A section has lost faith in traditional political parties to tackle these issues, which is why, say experts, AAP swept to power with a record mandate in the 2022 state assembly polls.
However, there are early signs of some disenchantment with even AAP. After all, soon after getting elected, the ruling party lost the parliamentary seat that Bhagwant Singh Mann vacated to become chief minister.
Some erosion of faith in political parties is evident by the fact that the protesters in the state are keeping politicians at an arm’s length. Over the past three years, parties have not been welcome at the protest against the farm laws, those against the Mattewara industrial park and then the demand to close the Zira liquor factory.
Senior journalist Baljit Balli told The Wire that politics is all about meeting the aspirations of the people. “When it does not happen, people find ways to express themselves in one way or another. Amritpal’s rise reflects it,” he added.
According to him, there is another important factor responsible for Amritpal’s rise: the lack of leadership in the Sikh radical space, which he is also trying to capture. Historically, this has always been a parallel political space in Punjab, focussed on disquiet with Delhi’s treatment of the region after Independence.
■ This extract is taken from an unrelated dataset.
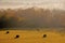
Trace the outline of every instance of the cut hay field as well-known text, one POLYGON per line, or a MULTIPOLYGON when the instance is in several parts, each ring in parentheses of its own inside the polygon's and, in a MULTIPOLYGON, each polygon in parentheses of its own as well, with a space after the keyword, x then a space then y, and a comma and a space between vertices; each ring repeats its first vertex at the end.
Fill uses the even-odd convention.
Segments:
POLYGON ((65 34, 44 30, 1 30, 0 43, 65 43, 65 34), (15 39, 16 34, 20 38, 15 39), (47 37, 43 38, 43 34, 47 37))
While Punjab’s division in 1966 allowed Punjabis to profess and protect their religion, language and culture, several issues persisted and became trickier over time, continuing to simmer beneath the surface. These include issues like disputes over river water sharing and sharing the state capital Chandigarh with Haryana, apart from the state losing a few Punjabi-speaking areas.
This was one of the factors that fuelled the separatist Khalistani movement in the 1980s, before it was quashed and normalcy returned in the mid-90s.
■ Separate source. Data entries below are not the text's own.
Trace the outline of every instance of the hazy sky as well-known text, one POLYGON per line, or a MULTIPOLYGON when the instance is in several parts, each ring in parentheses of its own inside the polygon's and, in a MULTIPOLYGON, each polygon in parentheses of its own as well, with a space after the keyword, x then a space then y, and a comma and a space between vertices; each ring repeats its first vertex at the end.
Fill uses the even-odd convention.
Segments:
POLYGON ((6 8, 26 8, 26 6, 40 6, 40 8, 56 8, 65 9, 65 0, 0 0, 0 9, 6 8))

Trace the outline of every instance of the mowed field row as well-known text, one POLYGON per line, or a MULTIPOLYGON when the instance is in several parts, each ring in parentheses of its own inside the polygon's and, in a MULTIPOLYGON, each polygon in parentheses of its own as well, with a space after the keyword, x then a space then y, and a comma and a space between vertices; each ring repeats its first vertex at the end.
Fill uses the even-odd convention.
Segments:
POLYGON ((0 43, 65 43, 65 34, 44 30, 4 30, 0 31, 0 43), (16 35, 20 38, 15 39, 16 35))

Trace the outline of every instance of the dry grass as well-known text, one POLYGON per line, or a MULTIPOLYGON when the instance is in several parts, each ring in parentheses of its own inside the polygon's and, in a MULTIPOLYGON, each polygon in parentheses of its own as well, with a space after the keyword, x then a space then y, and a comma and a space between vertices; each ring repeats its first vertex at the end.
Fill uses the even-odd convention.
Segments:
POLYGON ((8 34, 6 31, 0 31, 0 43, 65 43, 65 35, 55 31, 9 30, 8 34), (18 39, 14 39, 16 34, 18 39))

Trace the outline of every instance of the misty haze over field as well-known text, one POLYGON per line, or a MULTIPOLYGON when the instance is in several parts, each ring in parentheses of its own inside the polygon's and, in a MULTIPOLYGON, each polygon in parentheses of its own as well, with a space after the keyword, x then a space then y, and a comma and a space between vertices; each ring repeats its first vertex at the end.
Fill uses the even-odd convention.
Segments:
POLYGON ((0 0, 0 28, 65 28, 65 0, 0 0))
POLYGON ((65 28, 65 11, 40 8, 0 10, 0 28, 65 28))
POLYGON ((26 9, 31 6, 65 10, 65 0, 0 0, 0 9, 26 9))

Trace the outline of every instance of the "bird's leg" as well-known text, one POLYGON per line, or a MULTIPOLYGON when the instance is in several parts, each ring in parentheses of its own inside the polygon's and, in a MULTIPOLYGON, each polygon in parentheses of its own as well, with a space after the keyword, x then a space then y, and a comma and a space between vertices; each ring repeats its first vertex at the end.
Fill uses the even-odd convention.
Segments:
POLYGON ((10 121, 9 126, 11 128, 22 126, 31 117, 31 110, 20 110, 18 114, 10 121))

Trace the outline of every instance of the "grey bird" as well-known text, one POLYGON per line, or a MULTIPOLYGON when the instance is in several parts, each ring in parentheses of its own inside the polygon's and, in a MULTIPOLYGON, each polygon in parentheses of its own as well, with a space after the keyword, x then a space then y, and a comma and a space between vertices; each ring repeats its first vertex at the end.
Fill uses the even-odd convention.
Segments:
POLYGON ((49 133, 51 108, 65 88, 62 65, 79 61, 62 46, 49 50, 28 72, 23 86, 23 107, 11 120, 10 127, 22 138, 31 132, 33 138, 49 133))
But, non-state actors keep finding relevance when mainstream politics fails to address the concerns of people, say observers like Balli. This trend became apparent in the 1980s, with the rise of Simranjit Singh Mann’s SAD (Amritsar) and other splinter groups. It is now visible again, he said, pointing to Simranjit Mann’s victory in the bypoll election to the Lok Sabha constituency that was held by Bhagwant Mann before he became chief minister, followed by the rise of Amritpal Singh.
“Whether it is good or bad for the state, only time will tell. But whenever society is divided, it is bound to have negative repercussions,” Balli added.
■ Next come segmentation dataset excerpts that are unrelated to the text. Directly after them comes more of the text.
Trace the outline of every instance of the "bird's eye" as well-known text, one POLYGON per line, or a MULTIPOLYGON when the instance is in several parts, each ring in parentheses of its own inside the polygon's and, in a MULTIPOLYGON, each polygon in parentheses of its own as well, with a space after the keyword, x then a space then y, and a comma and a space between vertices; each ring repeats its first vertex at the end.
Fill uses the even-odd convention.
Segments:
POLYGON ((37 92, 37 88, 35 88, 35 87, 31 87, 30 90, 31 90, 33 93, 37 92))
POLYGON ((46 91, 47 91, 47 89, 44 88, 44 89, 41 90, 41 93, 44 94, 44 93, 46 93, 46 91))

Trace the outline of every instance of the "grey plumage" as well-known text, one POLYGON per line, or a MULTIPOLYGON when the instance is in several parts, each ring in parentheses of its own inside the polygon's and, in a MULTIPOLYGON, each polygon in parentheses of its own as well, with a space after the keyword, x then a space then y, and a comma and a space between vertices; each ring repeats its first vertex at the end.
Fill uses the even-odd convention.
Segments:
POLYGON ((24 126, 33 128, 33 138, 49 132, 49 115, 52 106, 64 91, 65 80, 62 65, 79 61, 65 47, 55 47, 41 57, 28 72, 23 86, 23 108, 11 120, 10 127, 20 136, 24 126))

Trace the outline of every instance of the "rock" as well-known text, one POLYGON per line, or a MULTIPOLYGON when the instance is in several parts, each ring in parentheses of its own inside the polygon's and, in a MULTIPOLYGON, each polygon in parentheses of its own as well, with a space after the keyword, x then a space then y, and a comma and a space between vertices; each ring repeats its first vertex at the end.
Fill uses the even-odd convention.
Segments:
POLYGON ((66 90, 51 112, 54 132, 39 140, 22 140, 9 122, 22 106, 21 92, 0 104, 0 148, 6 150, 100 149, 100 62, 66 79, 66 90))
Meanwhile, sociologist Manjit Singh, formerly with Punjab University in Chandigarh, says that he remains baffled by Amritpal’s sudden rise. “How can a person who lived in Dubai for many years suddenly surface in Punjab and project himself as a leader of the entire Sikh masses, besides interpreting the Sikh history, culture and ethics in his own way?” he asks.
Manjit said because Punjab is reeling from deep political, social and economic crises, Amritpal is gaining some traction when he raises these concerns. But he said he thought his Khalistani agenda was dodgy.
What is also mystifying is that the Union government, vocal and tough on the Khalistan question – at least on international platforms – appears relatively nonchalant about Amritpal’s prominence. Or at least there are no overt signs of discomfort at his growing popularity.
To draw parallels with Bhindranwale’s troubled journey in the 1980s may seem tenuous just now, but to deny any similarity would be foolhardy.
Manjit Singh added that as of now, it is hard to draw a parallel between them because the political, social and economic situation of Punjab is entirely different from what it was in the early 1980s.
“People can’t be easily swayed with this sentiment since they have seen the past repercussions. Those days are still fresh in the minds of Punjabis, particularly Sikhs and the state’s political class,” he added.
When aksed about the traction that Amritpal seems to be receiving, Manjit believed that he is being discussed, but despite the 29-year-old’s best efforts to mobilise people suited to his designs, there is still only a lukewarm response so far.
But even if there are the slimmest of similarities, the road ahead appears a rocky one, and beset with trouble.